WTO(世界貿易機関)交渉は、農業と非農産品(NAMA)でそれぞれ改訂議長案が6日に示されたことから閣僚会合が開催されるかどうかが焦点となっているが、米国メディアによるとラミー事務局長は8日に開催されたグリーンルーム会合で、12月13日から閣僚会合を開催することはできないと述べたものの、17日から19日の間での開催の可能性について触れたという。
閣僚会合開催に向けて、ラミー事務局長は3つの課題(綿花補助金の削減、NAMAの分野別関税撤廃、SSM(途上国向けセーフガード措置))について交渉の余地があるかどうかを見極めるため、関係国の閣僚と電話協議をすると述べたとしている。
綿花の補助金問題は米国と西アフリカ4カ国が対立している。
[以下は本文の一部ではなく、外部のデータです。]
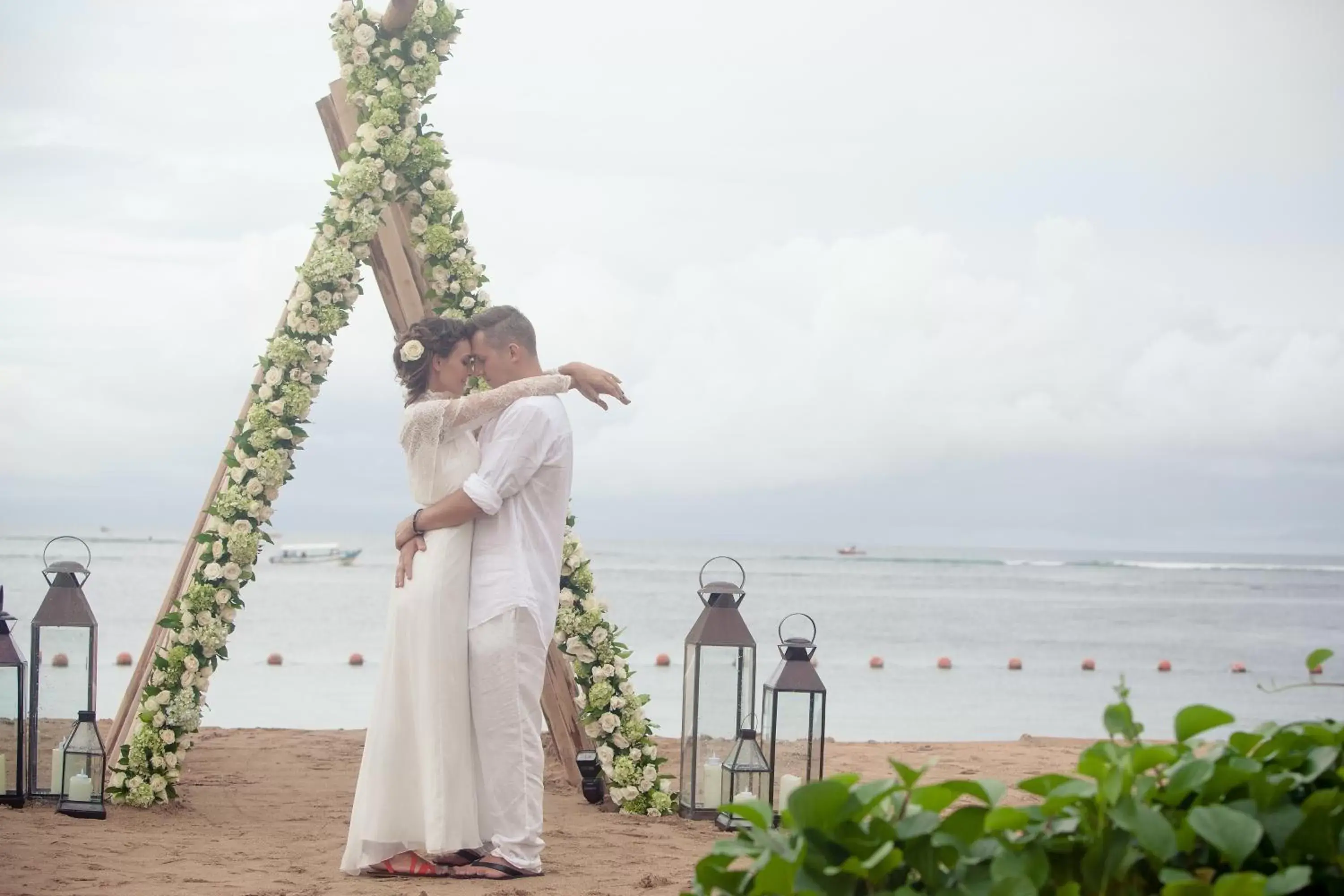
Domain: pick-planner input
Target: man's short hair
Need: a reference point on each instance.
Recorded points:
(503, 326)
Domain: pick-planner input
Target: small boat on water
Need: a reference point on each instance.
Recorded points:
(315, 554)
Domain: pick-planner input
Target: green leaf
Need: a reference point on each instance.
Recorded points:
(1042, 785)
(917, 825)
(1006, 818)
(1150, 828)
(1288, 880)
(1319, 657)
(1198, 719)
(1152, 755)
(1228, 831)
(1244, 884)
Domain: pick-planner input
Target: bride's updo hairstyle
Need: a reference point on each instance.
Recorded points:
(418, 346)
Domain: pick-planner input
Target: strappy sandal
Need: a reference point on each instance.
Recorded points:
(420, 868)
(508, 872)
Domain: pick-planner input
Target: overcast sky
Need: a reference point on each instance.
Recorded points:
(1039, 275)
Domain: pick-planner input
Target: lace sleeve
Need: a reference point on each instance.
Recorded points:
(432, 420)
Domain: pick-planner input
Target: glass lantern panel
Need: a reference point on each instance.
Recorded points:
(719, 703)
(799, 742)
(62, 692)
(10, 684)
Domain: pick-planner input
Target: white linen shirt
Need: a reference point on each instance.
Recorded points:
(523, 485)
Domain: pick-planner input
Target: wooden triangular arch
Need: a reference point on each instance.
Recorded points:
(402, 285)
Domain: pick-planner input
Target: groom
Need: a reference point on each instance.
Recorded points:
(521, 499)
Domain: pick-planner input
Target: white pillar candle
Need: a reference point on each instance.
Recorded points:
(713, 778)
(57, 767)
(80, 788)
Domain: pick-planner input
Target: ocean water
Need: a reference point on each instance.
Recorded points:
(1050, 609)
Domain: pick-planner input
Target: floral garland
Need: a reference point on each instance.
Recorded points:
(394, 159)
(609, 707)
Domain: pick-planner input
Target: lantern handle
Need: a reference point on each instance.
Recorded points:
(741, 585)
(73, 538)
(780, 630)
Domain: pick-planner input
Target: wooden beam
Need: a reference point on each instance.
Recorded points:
(393, 268)
(124, 723)
(398, 15)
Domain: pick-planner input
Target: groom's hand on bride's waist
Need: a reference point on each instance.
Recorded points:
(405, 558)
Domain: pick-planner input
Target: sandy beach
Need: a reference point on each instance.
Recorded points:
(264, 813)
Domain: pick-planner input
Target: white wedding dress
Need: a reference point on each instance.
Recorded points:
(417, 780)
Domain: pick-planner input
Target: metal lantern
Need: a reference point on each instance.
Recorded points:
(13, 680)
(793, 718)
(85, 762)
(718, 692)
(746, 774)
(65, 637)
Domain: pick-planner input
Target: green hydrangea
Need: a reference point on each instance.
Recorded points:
(287, 351)
(624, 774)
(439, 240)
(355, 179)
(242, 548)
(297, 400)
(600, 695)
(332, 263)
(443, 201)
(230, 503)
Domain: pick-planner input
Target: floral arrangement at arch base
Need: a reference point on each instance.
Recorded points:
(611, 710)
(396, 158)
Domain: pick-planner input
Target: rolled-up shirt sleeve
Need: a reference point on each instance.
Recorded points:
(513, 456)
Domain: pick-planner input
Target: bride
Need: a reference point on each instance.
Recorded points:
(414, 806)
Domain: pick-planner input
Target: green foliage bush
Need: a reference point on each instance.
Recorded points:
(1260, 814)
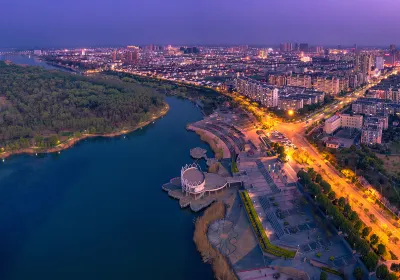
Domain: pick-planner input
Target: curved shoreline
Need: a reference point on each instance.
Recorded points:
(70, 142)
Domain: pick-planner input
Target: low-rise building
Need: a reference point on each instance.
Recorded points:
(351, 121)
(343, 120)
(332, 124)
(381, 121)
(290, 103)
(332, 143)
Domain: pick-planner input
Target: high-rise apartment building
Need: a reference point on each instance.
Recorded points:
(299, 81)
(379, 63)
(286, 47)
(114, 55)
(371, 134)
(256, 91)
(303, 47)
(327, 84)
(363, 63)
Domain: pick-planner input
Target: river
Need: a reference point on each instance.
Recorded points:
(97, 211)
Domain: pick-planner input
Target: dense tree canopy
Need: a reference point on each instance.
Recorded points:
(36, 102)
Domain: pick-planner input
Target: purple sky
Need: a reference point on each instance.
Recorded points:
(43, 23)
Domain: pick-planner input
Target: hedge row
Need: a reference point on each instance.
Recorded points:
(265, 244)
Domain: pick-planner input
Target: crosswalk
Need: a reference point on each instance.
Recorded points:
(275, 224)
(268, 178)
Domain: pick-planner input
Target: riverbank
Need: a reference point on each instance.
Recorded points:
(209, 254)
(72, 141)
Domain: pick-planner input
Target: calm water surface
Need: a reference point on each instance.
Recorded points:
(97, 211)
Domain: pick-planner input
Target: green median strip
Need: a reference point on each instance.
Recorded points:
(265, 244)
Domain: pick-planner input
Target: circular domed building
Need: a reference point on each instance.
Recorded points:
(193, 180)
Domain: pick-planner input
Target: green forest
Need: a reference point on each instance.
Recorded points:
(37, 105)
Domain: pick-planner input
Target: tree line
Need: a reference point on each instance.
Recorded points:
(38, 102)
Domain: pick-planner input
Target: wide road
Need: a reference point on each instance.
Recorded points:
(295, 132)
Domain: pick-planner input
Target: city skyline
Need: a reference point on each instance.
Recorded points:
(44, 23)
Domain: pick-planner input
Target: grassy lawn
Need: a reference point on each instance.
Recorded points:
(391, 163)
(394, 147)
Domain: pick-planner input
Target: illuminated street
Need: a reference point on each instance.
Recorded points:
(295, 132)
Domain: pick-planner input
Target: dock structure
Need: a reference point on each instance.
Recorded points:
(198, 153)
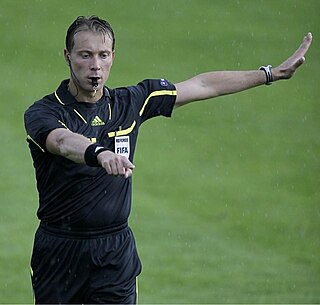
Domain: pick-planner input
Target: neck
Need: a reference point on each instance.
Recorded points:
(81, 95)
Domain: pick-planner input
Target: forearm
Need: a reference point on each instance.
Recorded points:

議長案では米国の補助金(AMS)について1.4億ドルとするアフリカ諸国の案が示されている。米国がWTOに通報している額は16.2億ドルで大きな開きがある。
NAMAの分野別関税撤廃問題では、米国は市場開放を求め、とくにブラジル、中国、インドが主要な分野に加わるべきと製造業団体が強く主張しているが、ブラジルなどは守りの姿勢だ。SSMは7月の閣僚会合で米国とインド・中国が対立し決裂の原因となった問題。輸入が急増した場合、ウルグアイ・ラウンドで約束した関税水準を超えて関税を引き上げることをめぐって、その発動基準や引き上げ幅で対立している。
石破農相は9日の会見で閣僚会合の開催について「17日から19日に『行い得る状態』」との情報を得ていると話した。
同日は麻生総理を含めたWTO関係閣僚会議を開き、各省庁で連携をとることを確認。総理は「国益をふまえてしっかりやるが、何が国益なのかちゃんとシェアしなければいけない」と述べた。政府は今後も閣僚会合に向けて、関係閣僚会議を開くという。
一方、ジュネーブの情報筋の話として米国メディアは、関係国がここ数日で柔軟性を示すことは期待できずラミー事務局長の進め方に疑問を持っているとの見方や、「10日前にくらべ今月中に開催される可能性はさらに少なくなったように見える」などを伝えている。